Em terceiro lugar, deve este processo afirmar-se como ato de resistência coletiva ao assalto neoliberal e conservador em curso. Neste contexto, a rejeição liminar de propostas como a consagração de uma pena de prisão perpétua (CHEGA), a aplicação de penas de castração química para “prevenir” crimes de natureza sexual (CHEGA) ou a consagração de exceções ao princípio fundamental da presunção de inocência (CHEGA) só reafirmará a solidez do espírito ético e humanista que a Constituição, desde o primeiro momento, quis imprimir ao nosso sistema jurídico-penal. Do mesmo modo, a não aceitação da configuração do direito de propriedade privada como um “direito, liberdade e garantia”, tal como proposto pelo IL e pelo PSD, prevenirá a instalação de um individualismo solipsístico nas dinâmicas socioeconómicas, reafirmando a importância – hoje mais evidente do que nunca... – da dimensão social da propriedade. Por fim, a desconstrução do mito da existência de um sistema de ensino endoutrinador, alimentado pelas vozes daqueles que reclamam a sua suposta “neutralidade política e ideológica” (CHEGA), permitirá reforçar os valores e princípios consagrados no texto constitucional, evitando que este se transforme numa mera folha de papel totalmente incapaz de se afirmar como um verdadeiro projeto humano transformador.
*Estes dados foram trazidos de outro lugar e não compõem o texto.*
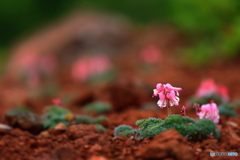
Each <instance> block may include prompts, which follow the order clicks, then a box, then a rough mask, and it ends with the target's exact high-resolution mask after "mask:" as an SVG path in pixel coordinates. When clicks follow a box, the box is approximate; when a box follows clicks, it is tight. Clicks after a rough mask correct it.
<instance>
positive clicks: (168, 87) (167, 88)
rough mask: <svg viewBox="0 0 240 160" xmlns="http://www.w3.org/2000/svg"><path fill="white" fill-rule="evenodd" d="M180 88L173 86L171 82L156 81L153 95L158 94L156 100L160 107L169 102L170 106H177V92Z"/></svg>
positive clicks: (178, 100) (178, 99)
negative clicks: (156, 100) (157, 97)
mask: <svg viewBox="0 0 240 160" xmlns="http://www.w3.org/2000/svg"><path fill="white" fill-rule="evenodd" d="M181 90H182V89H181V88H177V87H173V86H172V85H171V84H169V83H167V84H161V83H158V84H157V85H156V89H154V90H153V96H157V95H158V96H159V100H158V102H157V104H158V106H159V107H160V108H164V107H166V106H167V104H168V103H169V104H170V106H173V105H175V106H178V105H179V100H180V99H179V97H177V96H179V93H178V91H181Z"/></svg>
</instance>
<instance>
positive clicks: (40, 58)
mask: <svg viewBox="0 0 240 160" xmlns="http://www.w3.org/2000/svg"><path fill="white" fill-rule="evenodd" d="M19 64H20V65H19V66H20V69H21V73H22V74H23V75H24V76H25V78H26V83H27V85H28V86H30V87H36V86H38V85H39V84H40V76H41V74H45V75H51V74H53V72H54V71H55V70H56V66H57V62H56V59H55V57H54V56H52V55H43V56H41V55H38V54H36V53H31V52H29V53H26V54H23V55H22V56H21V57H20V58H19Z"/></svg>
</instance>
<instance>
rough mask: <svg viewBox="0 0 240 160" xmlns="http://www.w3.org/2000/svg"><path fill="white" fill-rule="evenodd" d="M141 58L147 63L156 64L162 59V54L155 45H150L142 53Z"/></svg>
mask: <svg viewBox="0 0 240 160" xmlns="http://www.w3.org/2000/svg"><path fill="white" fill-rule="evenodd" d="M140 58H141V60H143V61H144V62H146V63H149V64H155V63H158V62H159V59H160V58H161V52H160V51H159V49H158V48H157V47H155V46H154V45H148V46H146V47H145V48H143V50H142V51H141V53H140Z"/></svg>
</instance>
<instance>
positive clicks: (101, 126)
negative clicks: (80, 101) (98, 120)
mask: <svg viewBox="0 0 240 160" xmlns="http://www.w3.org/2000/svg"><path fill="white" fill-rule="evenodd" d="M95 127H96V128H97V130H99V131H100V132H106V128H104V127H103V126H102V125H101V124H95Z"/></svg>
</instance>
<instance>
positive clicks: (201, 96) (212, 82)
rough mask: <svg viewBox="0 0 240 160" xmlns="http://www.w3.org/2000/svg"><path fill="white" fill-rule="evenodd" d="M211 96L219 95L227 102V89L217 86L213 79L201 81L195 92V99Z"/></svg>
mask: <svg viewBox="0 0 240 160" xmlns="http://www.w3.org/2000/svg"><path fill="white" fill-rule="evenodd" d="M211 94H218V95H220V96H221V97H222V98H223V100H224V101H228V100H229V96H228V89H227V87H226V86H224V85H217V84H216V83H215V82H214V81H213V79H207V80H205V81H202V83H201V85H200V87H199V88H198V90H197V93H196V97H198V98H201V97H204V96H209V95H211Z"/></svg>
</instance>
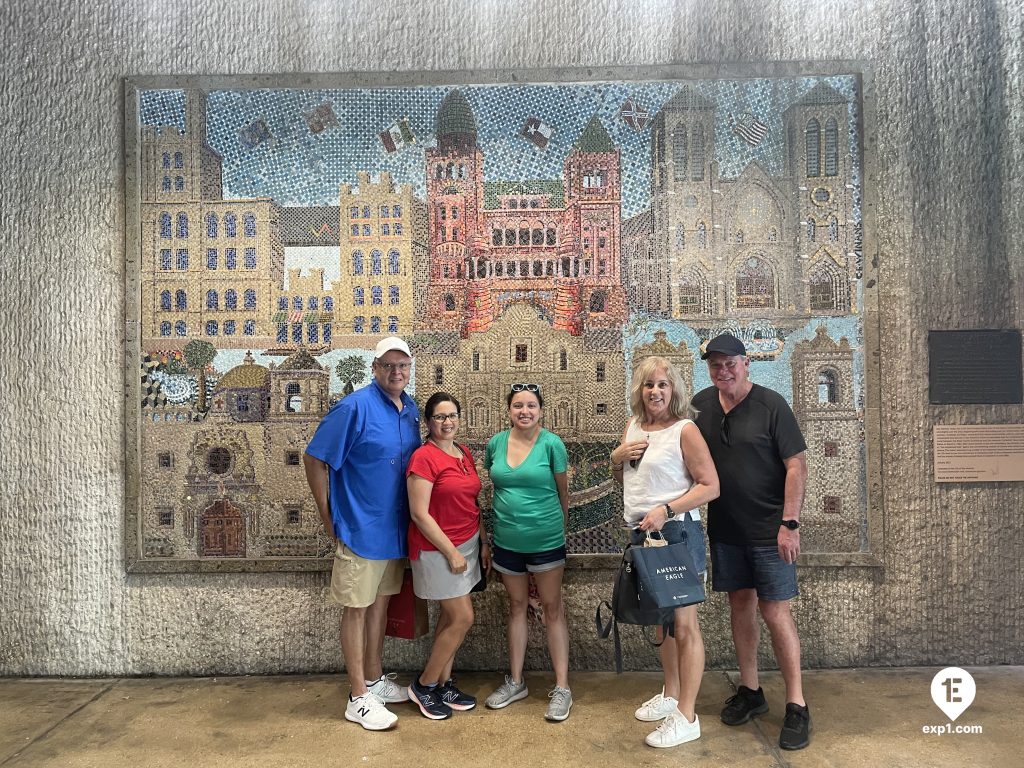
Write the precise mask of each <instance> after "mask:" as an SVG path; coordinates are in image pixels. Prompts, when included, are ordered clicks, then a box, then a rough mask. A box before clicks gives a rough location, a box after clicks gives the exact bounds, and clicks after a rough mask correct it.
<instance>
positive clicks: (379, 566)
mask: <svg viewBox="0 0 1024 768" xmlns="http://www.w3.org/2000/svg"><path fill="white" fill-rule="evenodd" d="M412 365H413V355H412V353H411V352H410V351H409V346H408V345H407V344H406V342H404V341H402V340H401V339H399V338H397V337H395V336H389V337H387V338H385V339H382V340H381V341H380V343H379V344H378V345H377V348H376V349H375V350H374V362H373V373H374V380H373V381H372V382H370V384H369V385H368V386H366V387H362V388H361V389H358V390H356V391H354V392H352V393H351V394H350V395H348V396H347V397H344V398H343V399H342V400H341V401H340V402H338V404H336V406H335V407H334V408H332V409H331V411H330V412H328V414H327V416H325V417H324V420H323V421H322V422H321V424H319V426H318V427H317V428H316V433H315V434H314V435H313V438H312V439H311V440H310V441H309V445H308V446H306V453H305V456H304V457H303V464H304V465H305V470H306V480H307V481H308V483H309V487H310V489H311V490H312V494H313V499H315V501H316V508H317V509H318V510H319V515H321V520H322V521H323V523H324V527H325V528H326V529H327V531H328V535H329V536H330V537H331V538H332V540H334V541H335V544H336V548H335V556H334V568H333V571H332V573H331V594H330V599H331V602H333V603H337V604H339V605H342V606H343V608H344V610H343V611H342V616H341V650H342V653H343V654H344V656H345V668H346V669H347V671H348V678H349V684H350V685H351V688H352V690H351V693H350V694H349V697H348V703H347V706H346V708H345V719H346V720H350V721H352V722H354V723H358V724H359V725H361V726H362V727H364V728H367V729H368V730H384V729H386V728H390V727H391V726H393V725H394V724H395V722H396V721H397V719H398V718H397V717H396V716H395V715H394V714H393V713H391V712H389V711H388V710H387V708H385V706H384V705H385V703H397V702H399V701H406V700H408V699H409V693H408V691H407V689H406V687H404V686H399V685H395V684H394V682H392V678H393V677H394V676H393V675H390V676H388V675H384V674H383V669H382V659H381V656H382V654H383V650H384V630H385V627H386V625H387V604H388V601H389V600H390V598H391V595H394V594H397V593H398V591H399V590H400V589H401V580H402V572H403V571H404V567H406V557H407V556H408V554H409V550H408V546H407V544H406V541H407V540H406V536H407V531H408V528H409V501H408V498H407V496H406V465H407V464H409V459H410V457H411V456H412V455H413V452H414V451H415V450H416V449H417V447H419V445H420V414H419V411H418V410H417V408H416V402H415V401H414V400H413V398H412V397H410V396H409V395H408V394H406V391H404V390H406V387H407V386H408V384H409V379H410V375H411V368H412Z"/></svg>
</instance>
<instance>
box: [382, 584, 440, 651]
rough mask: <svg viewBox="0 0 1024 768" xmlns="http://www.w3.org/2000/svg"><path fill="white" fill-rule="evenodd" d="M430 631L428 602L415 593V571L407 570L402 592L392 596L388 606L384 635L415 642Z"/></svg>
mask: <svg viewBox="0 0 1024 768" xmlns="http://www.w3.org/2000/svg"><path fill="white" fill-rule="evenodd" d="M429 630H430V620H429V617H428V615H427V601H426V600H424V599H423V598H420V597H417V596H416V594H415V593H414V592H413V571H412V570H410V569H409V568H406V573H404V575H403V577H402V580H401V591H400V592H399V593H398V594H397V595H391V599H390V600H389V601H388V604H387V628H386V629H385V631H384V634H385V635H387V636H388V637H399V638H402V639H404V640H415V639H416V638H418V637H423V636H424V635H426V634H427V632H428V631H429Z"/></svg>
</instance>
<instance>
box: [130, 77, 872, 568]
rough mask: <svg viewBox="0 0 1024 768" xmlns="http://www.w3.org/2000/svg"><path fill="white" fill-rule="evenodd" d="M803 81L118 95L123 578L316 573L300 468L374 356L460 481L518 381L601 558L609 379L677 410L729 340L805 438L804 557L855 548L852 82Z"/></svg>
mask: <svg viewBox="0 0 1024 768" xmlns="http://www.w3.org/2000/svg"><path fill="white" fill-rule="evenodd" d="M823 72H824V73H825V74H806V72H804V71H798V70H796V69H795V70H794V73H795V74H793V75H792V76H785V77H782V76H778V77H776V76H774V75H773V76H772V77H752V76H750V74H744V76H743V77H739V76H736V77H732V78H730V77H725V76H721V77H720V76H716V77H715V78H694V77H688V76H687V75H686V73H685V72H684V71H682V70H679V71H676V72H674V73H673V74H674V76H673V77H665V78H663V79H654V80H642V79H637V78H636V77H626V76H625V74H624V76H623V77H622V79H621V80H614V79H607V78H605V79H603V80H590V79H589V76H588V77H584V76H583V74H582V73H581V77H580V80H579V81H572V82H552V78H551V77H550V75H548V76H546V77H538V78H537V82H536V84H531V83H530V82H528V80H526V79H524V78H523V77H521V74H519V75H517V77H516V78H515V82H514V83H512V82H511V79H510V80H508V81H507V82H508V83H509V84H501V82H499V78H498V77H494V78H492V79H490V80H492V82H488V83H480V82H450V81H451V77H452V76H451V75H449V76H446V77H447V78H449V80H450V81H449V82H443V83H441V82H437V83H435V84H429V83H428V84H426V85H424V84H422V83H423V82H424V77H422V76H421V77H420V78H419V79H418V81H417V84H412V82H411V84H407V85H402V84H395V81H394V79H393V77H391V78H390V79H388V80H387V81H386V82H385V80H384V78H383V76H382V79H381V81H380V82H379V83H374V82H367V81H366V77H365V76H359V77H360V78H361V79H358V80H357V79H356V77H355V76H338V77H337V78H331V77H328V76H316V77H313V78H312V79H311V80H304V81H303V85H302V87H289V83H288V81H287V79H285V78H283V79H282V81H281V84H280V86H279V87H267V85H266V82H267V81H266V80H260V82H259V87H254V86H253V83H250V82H247V81H245V80H244V79H241V78H240V79H231V78H215V79H214V78H211V79H203V78H190V79H186V80H174V79H157V78H144V79H141V78H140V79H137V80H130V81H128V83H127V86H126V87H127V95H128V98H127V103H128V110H129V121H128V125H129V128H128V133H129V135H128V139H127V151H128V158H129V183H128V184H127V188H128V196H129V200H128V208H129V211H130V212H131V214H130V216H129V219H130V222H129V238H128V243H129V264H130V267H131V269H130V272H131V274H132V275H133V280H135V289H136V290H135V293H134V295H133V296H132V297H130V300H131V301H132V302H134V303H133V305H132V307H131V316H130V317H129V324H128V327H129V344H130V348H129V353H130V355H131V357H132V359H133V364H132V370H131V371H130V372H129V375H128V381H129V391H130V393H131V395H130V396H131V400H130V410H129V414H130V422H129V425H128V432H129V440H128V443H129V472H130V477H129V483H128V485H129V499H128V513H127V515H128V525H127V527H128V531H129V532H128V539H127V542H126V549H127V560H128V564H129V567H130V568H132V569H135V570H181V569H186V570H225V569H226V570H245V569H271V568H278V569H282V568H284V569H321V568H325V567H327V564H328V563H329V560H328V559H327V555H328V554H329V552H328V550H329V542H328V540H327V539H326V538H325V536H324V534H323V530H322V526H321V522H319V518H318V515H317V512H316V508H315V505H314V503H313V500H312V498H311V497H310V495H309V492H308V488H307V486H306V482H305V478H304V473H303V467H302V455H303V452H304V450H305V446H306V443H307V442H308V440H309V438H310V437H311V435H312V433H313V431H314V430H315V429H316V426H317V424H318V422H319V420H321V418H322V417H323V416H324V414H326V413H327V411H328V410H329V409H330V408H331V406H332V404H333V403H335V402H337V401H338V400H339V399H340V398H342V397H344V396H346V395H347V394H348V393H350V392H352V391H353V390H354V389H355V388H358V387H361V386H366V384H367V383H368V382H369V381H370V379H371V371H370V364H371V361H372V349H373V346H374V345H375V343H376V342H377V341H378V340H379V339H380V338H381V337H382V336H385V335H399V336H401V337H403V338H406V339H408V340H409V341H410V343H411V345H412V348H413V350H414V354H415V357H416V360H415V367H414V374H413V379H412V382H413V383H412V386H411V387H410V391H411V393H412V394H414V396H415V397H416V398H417V399H418V400H419V401H420V402H421V403H422V402H423V401H425V400H426V398H427V397H428V396H429V395H430V394H431V393H432V392H434V391H436V390H445V391H450V392H451V393H453V394H455V395H456V396H457V397H458V398H459V399H460V400H461V402H462V404H463V413H464V415H465V419H464V422H463V423H462V426H461V439H463V440H465V441H466V442H468V444H469V445H470V447H471V449H472V450H473V452H474V455H475V456H477V457H482V456H483V453H484V452H483V447H484V446H485V444H486V442H487V440H488V439H489V438H490V437H492V436H493V435H494V434H495V433H496V432H498V431H500V430H502V429H505V428H507V427H508V418H507V414H506V408H505V401H504V397H505V393H506V392H507V391H508V388H509V385H510V383H512V382H517V381H530V382H536V383H538V384H540V385H541V386H542V388H543V391H544V393H545V413H544V425H545V426H546V427H547V428H548V429H551V430H552V431H554V432H556V433H557V434H559V435H560V436H561V438H562V439H563V440H564V441H565V443H566V445H567V449H568V453H569V464H570V466H569V470H568V475H569V484H570V488H569V490H570V525H569V527H570V530H569V532H568V546H569V551H570V552H571V553H573V554H575V555H586V554H590V555H598V554H614V553H615V552H618V551H621V548H622V546H623V544H624V541H625V535H624V531H623V529H622V524H621V522H622V518H621V515H622V488H621V487H620V486H617V485H616V484H615V483H614V482H613V481H612V479H611V477H610V474H609V468H608V453H609V451H610V450H611V447H613V446H614V444H615V443H616V442H617V440H618V439H620V437H621V435H622V433H623V429H624V427H625V426H626V423H627V420H628V418H629V412H628V401H629V392H628V388H629V382H630V377H631V372H632V370H633V367H634V366H635V365H636V364H637V362H638V361H639V360H640V359H641V358H642V357H643V356H645V355H648V354H655V353H656V354H659V355H663V356H666V357H668V358H670V359H671V360H673V361H674V362H675V364H676V365H677V366H678V367H679V369H680V371H681V372H682V373H683V376H684V379H685V381H686V385H687V387H688V388H689V389H690V391H691V392H693V391H696V390H699V389H700V388H703V387H706V386H709V385H710V380H709V377H708V373H707V368H706V367H705V366H703V364H702V362H701V361H700V359H699V354H700V347H701V345H702V344H703V343H706V342H707V341H708V340H709V339H710V338H712V337H713V336H715V335H717V334H719V333H722V332H726V331H728V332H730V333H732V334H734V335H736V336H738V337H739V338H741V339H743V341H744V342H745V344H746V346H748V349H749V350H750V353H751V357H752V360H753V362H752V369H751V371H752V379H753V380H754V381H756V382H758V383H761V384H764V385H766V386H770V387H772V388H773V389H775V390H777V391H779V392H780V393H782V394H783V395H784V396H785V397H786V399H788V400H790V402H792V404H793V407H794V410H795V412H796V414H797V417H798V419H799V421H800V423H801V426H802V428H803V431H804V433H805V435H806V437H807V441H808V446H809V447H808V462H809V465H810V477H809V483H808V489H807V501H806V504H805V508H804V514H803V516H802V521H803V522H804V527H803V528H802V530H803V531H806V532H804V536H803V546H804V549H805V550H806V551H809V552H822V553H863V552H866V551H868V549H869V547H868V536H867V531H868V525H867V520H868V516H867V505H868V501H867V493H866V487H867V482H866V476H867V469H866V468H867V460H866V451H865V440H864V434H865V422H864V414H865V373H864V369H865V350H864V305H865V290H868V289H865V285H864V283H865V281H864V273H863V258H862V252H861V248H862V245H861V244H862V243H863V226H864V221H863V217H864V205H863V203H862V199H863V189H862V184H863V178H864V171H863V154H862V145H863V136H862V127H861V126H862V125H863V110H864V101H863V92H862V91H863V85H862V84H863V81H862V73H860V72H858V71H856V70H855V69H853V68H847V69H839V70H837V69H835V68H833V69H828V70H823ZM559 75H560V76H561V77H564V73H559ZM399 116H400V117H399ZM382 126H387V128H385V129H384V130H383V131H382V129H381V128H382ZM542 151H543V152H542ZM136 382H137V383H136ZM480 470H481V476H482V477H483V478H484V483H485V488H484V493H483V494H482V495H481V503H482V505H483V507H484V509H485V511H486V508H487V507H488V505H489V497H488V495H487V487H486V473H485V472H483V471H482V467H481V468H480Z"/></svg>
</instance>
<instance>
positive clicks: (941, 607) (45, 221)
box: [0, 0, 1024, 675]
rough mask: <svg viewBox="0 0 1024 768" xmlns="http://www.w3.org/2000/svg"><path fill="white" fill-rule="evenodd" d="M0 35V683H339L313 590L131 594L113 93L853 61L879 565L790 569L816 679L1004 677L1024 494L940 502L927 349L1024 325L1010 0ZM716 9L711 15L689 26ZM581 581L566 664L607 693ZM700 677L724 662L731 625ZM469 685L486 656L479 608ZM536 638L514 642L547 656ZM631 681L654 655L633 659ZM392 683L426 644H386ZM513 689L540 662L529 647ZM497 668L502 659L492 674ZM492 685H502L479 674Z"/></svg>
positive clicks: (607, 647) (390, 3)
mask: <svg viewBox="0 0 1024 768" xmlns="http://www.w3.org/2000/svg"><path fill="white" fill-rule="evenodd" d="M6 8H7V9H8V14H7V20H6V22H5V23H4V25H3V26H2V29H0V40H2V44H0V56H2V60H3V73H4V76H3V84H2V86H0V103H2V108H3V118H4V119H3V133H4V146H3V150H4V158H5V162H4V164H3V173H0V222H2V223H0V232H2V236H0V237H2V238H3V248H2V250H0V292H2V294H0V295H2V301H0V313H2V315H0V339H2V342H3V343H2V345H0V384H2V390H0V674H8V675H104V674H150V673H157V674H212V673H221V674H223V673H267V672H283V671H299V670H302V671H306V670H317V671H321V670H331V669H336V668H337V667H338V665H339V663H340V651H339V650H338V644H337V611H336V610H334V609H331V608H328V607H327V606H325V604H324V594H325V583H326V575H325V574H319V573H314V574H298V573H295V574H274V573H259V574H222V575H201V574H179V575H131V577H129V575H126V573H125V570H124V563H123V551H122V539H123V529H122V526H123V517H124V515H123V497H124V476H125V467H124V450H123V424H124V419H125V412H124V404H123V396H122V385H123V380H122V371H123V368H124V367H123V355H124V307H125V287H124V278H125V253H124V248H125V244H124V234H123V232H124V190H123V171H124V169H123V164H122V147H123V118H122V115H123V104H122V95H121V94H122V78H124V77H125V76H129V75H150V74H153V75H178V74H203V73H224V74H236V73H303V72H343V71H353V70H367V71H391V70H421V71H426V70H462V69H514V68H541V67H544V68H550V67H577V66H584V67H587V66H594V67H599V66H620V65H645V63H671V62H687V61H691V62H693V61H696V62H730V61H768V60H797V59H826V58H848V59H869V60H871V61H872V62H873V70H874V83H876V91H877V104H876V109H877V116H878V132H877V135H876V136H874V137H873V139H872V140H873V142H874V145H876V147H877V157H876V162H874V164H873V167H874V169H876V174H874V176H873V177H869V178H867V179H866V181H865V187H868V188H871V187H872V186H873V189H874V190H876V194H877V196H876V199H877V201H878V207H877V210H876V214H874V221H876V230H877V241H876V242H877V252H876V253H870V254H865V256H868V257H870V258H874V259H877V261H878V268H879V305H880V311H879V314H878V318H877V319H878V332H879V338H880V340H881V341H880V345H879V346H880V349H879V350H878V353H879V356H880V357H879V359H880V364H879V368H880V370H881V372H882V376H881V380H880V382H879V383H878V386H877V387H876V388H874V390H873V391H874V392H881V396H880V397H879V398H878V399H877V401H873V402H871V401H869V402H868V406H869V407H877V408H879V409H880V414H879V416H880V422H881V425H882V428H881V434H879V435H877V436H876V437H877V441H874V442H873V443H872V444H871V450H872V452H873V455H874V456H876V457H877V458H878V460H879V461H880V462H881V468H882V472H881V475H882V485H881V487H877V486H872V488H871V493H872V494H873V495H874V498H876V499H877V500H879V501H880V502H881V504H880V507H881V509H882V514H883V516H882V517H881V518H879V519H877V520H876V522H877V531H876V532H877V535H878V537H879V539H880V540H881V542H882V548H881V551H880V552H879V554H880V556H881V561H882V566H881V567H864V566H855V567H851V566H846V567H835V566H808V567H805V568H804V569H803V571H802V575H801V580H802V591H803V596H802V598H801V599H800V600H799V601H798V603H797V605H798V612H799V621H800V624H801V626H802V629H803V636H804V648H805V659H806V663H807V665H808V666H849V665H906V664H957V665H973V664H1000V663H1014V664H1020V663H1022V662H1024V655H1022V651H1021V650H1020V649H1021V648H1022V647H1024V637H1022V635H1024V611H1022V610H1021V603H1022V593H1024V575H1022V566H1021V561H1022V554H1024V552H1022V550H1024V537H1022V534H1021V528H1022V523H1021V510H1022V509H1024V484H1022V483H1004V484H970V485H941V486H940V485H937V484H935V483H934V482H933V481H932V480H931V466H932V456H931V434H932V427H933V426H934V425H936V424H950V423H989V422H996V423H1001V422H1021V421H1024V411H1022V409H1021V407H1019V406H1018V407H984V408H982V407H969V408H958V407H957V408H953V407H942V408H939V407H931V406H929V404H928V389H927V331H928V330H929V329H966V328H1021V327H1022V326H1024V317H1022V312H1024V306H1022V305H1024V282H1022V261H1024V259H1022V248H1021V245H1020V244H1021V242H1022V237H1024V207H1021V206H1020V205H1019V202H1020V201H1021V200H1022V199H1024V181H1022V179H1024V103H1022V99H1024V94H1022V92H1021V89H1020V82H1021V78H1022V75H1024V73H1022V62H1024V51H1022V40H1024V8H1022V5H1021V3H1020V2H1019V0H1001V1H996V0H962V1H959V2H938V1H937V0H925V1H924V2H915V1H913V0H889V1H886V0H879V1H878V2H873V3H864V2H862V0H834V1H831V2H823V1H821V2H813V1H810V0H805V1H803V2H800V1H798V0H763V1H762V2H749V1H745V0H733V1H731V2H726V1H724V0H722V1H720V2H689V1H686V0H679V1H678V2H670V1H669V0H629V1H627V0H605V1H604V2H593V3H583V2H580V3H572V2H568V1H567V0H544V2H541V1H540V0H528V1H527V2H523V3H507V2H504V1H502V2H499V1H498V0H481V1H476V2H473V1H471V0H463V1H462V2H458V1H454V0H441V2H430V3H425V2H424V3H415V4H414V3H409V2H399V1H397V0H396V1H394V2H390V3H380V2H368V1H367V0H352V1H351V2H340V1H338V0H322V1H321V2H299V1H298V0H293V1H292V2H288V1H287V0H272V1H268V2H266V3H242V2H228V1H227V0H211V1H210V2H204V3H199V2H187V3H186V2H181V3H177V2H160V3H158V2H141V1H139V2H128V3H122V2H105V3H95V4H92V3H79V2H71V0H53V1H52V2H49V3H44V4H38V3H35V2H26V1H25V0H18V1H16V2H15V1H12V2H10V3H7V4H6ZM709 9H713V10H709ZM610 579H611V574H610V573H608V572H606V571H593V570H574V571H572V572H571V573H570V574H569V580H568V581H569V587H568V594H569V596H570V599H569V613H570V623H571V626H572V627H573V628H574V634H573V649H572V652H573V665H574V666H578V667H582V668H583V667H589V668H598V669H607V668H608V666H609V664H610V653H609V649H608V646H607V645H606V644H601V643H598V642H597V641H596V640H594V639H593V630H592V626H593V625H592V606H593V605H594V603H595V602H596V601H597V598H598V597H599V596H603V595H605V594H606V593H607V592H608V591H609V590H608V588H607V585H608V584H610ZM702 618H703V623H705V632H706V636H707V640H708V646H709V653H708V657H709V663H710V664H711V665H717V666H732V665H733V664H734V662H733V660H732V655H731V648H730V642H729V638H728V624H727V620H726V617H725V605H724V600H723V599H722V598H721V597H718V598H716V599H715V600H713V601H712V602H711V603H709V604H708V605H706V606H705V607H703V608H702ZM478 621H479V624H478V627H477V628H476V629H475V630H474V631H473V634H472V635H471V637H470V641H469V645H468V647H467V649H466V652H465V653H464V656H463V658H462V660H461V664H462V665H463V666H465V667H470V668H478V669H486V668H492V667H494V666H495V664H496V662H495V659H504V657H505V649H504V631H503V605H502V593H501V590H500V589H497V588H492V590H490V591H489V592H488V593H487V595H486V596H485V598H484V599H483V601H482V602H481V604H480V606H479V611H478ZM540 639H541V638H540V636H537V637H536V638H535V640H536V641H537V642H535V643H534V645H536V646H540V645H541V643H540V642H539V641H540ZM628 650H629V651H630V666H632V667H650V666H652V665H653V664H654V656H653V655H652V654H651V653H650V652H649V651H647V650H644V649H641V648H640V647H639V645H637V643H636V642H631V643H630V644H629V646H628ZM389 652H390V654H391V657H392V658H394V659H395V666H397V667H406V668H409V669H412V668H414V667H417V666H418V665H419V664H420V663H421V662H420V659H421V658H422V657H423V654H424V653H425V645H424V644H423V643H422V642H419V643H403V644H399V643H395V644H394V645H393V646H392V647H391V648H390V650H389ZM528 660H529V664H530V666H532V667H535V668H537V667H540V668H543V667H545V666H546V662H545V660H544V655H543V653H540V652H534V651H531V655H530V657H529V659H528ZM501 664H504V662H501ZM499 666H500V665H499Z"/></svg>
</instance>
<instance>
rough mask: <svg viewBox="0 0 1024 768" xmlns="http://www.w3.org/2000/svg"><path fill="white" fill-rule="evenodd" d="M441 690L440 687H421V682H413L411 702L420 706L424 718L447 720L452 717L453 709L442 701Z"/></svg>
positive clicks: (425, 686)
mask: <svg viewBox="0 0 1024 768" xmlns="http://www.w3.org/2000/svg"><path fill="white" fill-rule="evenodd" d="M440 690H441V688H440V686H439V685H435V686H434V687H432V688H428V687H427V686H425V685H420V681H419V680H413V683H412V685H410V686H409V700H410V701H412V702H413V703H415V705H419V707H420V712H422V713H423V717H425V718H430V719H431V720H447V719H449V718H450V717H452V708H451V707H449V706H447V705H446V703H444V702H443V701H441V696H440Z"/></svg>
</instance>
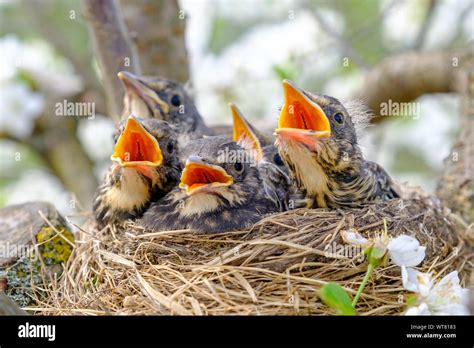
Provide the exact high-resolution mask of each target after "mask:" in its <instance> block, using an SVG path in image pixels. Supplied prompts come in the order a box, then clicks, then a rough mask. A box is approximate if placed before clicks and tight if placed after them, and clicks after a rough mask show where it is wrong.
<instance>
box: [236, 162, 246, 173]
mask: <svg viewBox="0 0 474 348" xmlns="http://www.w3.org/2000/svg"><path fill="white" fill-rule="evenodd" d="M234 169H235V170H236V171H237V172H238V173H240V172H241V171H242V170H243V169H244V166H243V165H242V163H240V162H236V163H235V164H234Z"/></svg>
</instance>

O momento é de urgência. Os projetos predatórios da(s) Direita(s) são hoje mais claros do que nunca, ameaçando transformar o nosso sistema jurídico-constitucional numa superestrutura totalmente funcionalizada à manutenção da infraestrutura capitalista, patriarcal e colonialista. É preciso, por isso, que recordemos a essência do constitucionalismo, enquanto movimento político-social destinado à proteção da pessoa (da sua dignidade, dos seus direitos e liberdades) e à limitação do poder governamental, com vista a prevenir e combater os seus abusos. Mais, é necessário tutelar e materializar o constitucionalismo do comum, respeitando, protegendo e promovendo bens individuais e coletivos, e assim permitindo a todas as pessoas aceder a uma vida boa – o tipo de vida pressuposta pelo dever ser do nosso texto constitucional, mas que tantos querem esvaziar, negando-lhe acesso à realidade do ser. Resistir é preciso para que se cumpra Abril. Comecemos por preservar uma das suas maiores conquistas: a Constituição da República Portuguesa de 1976.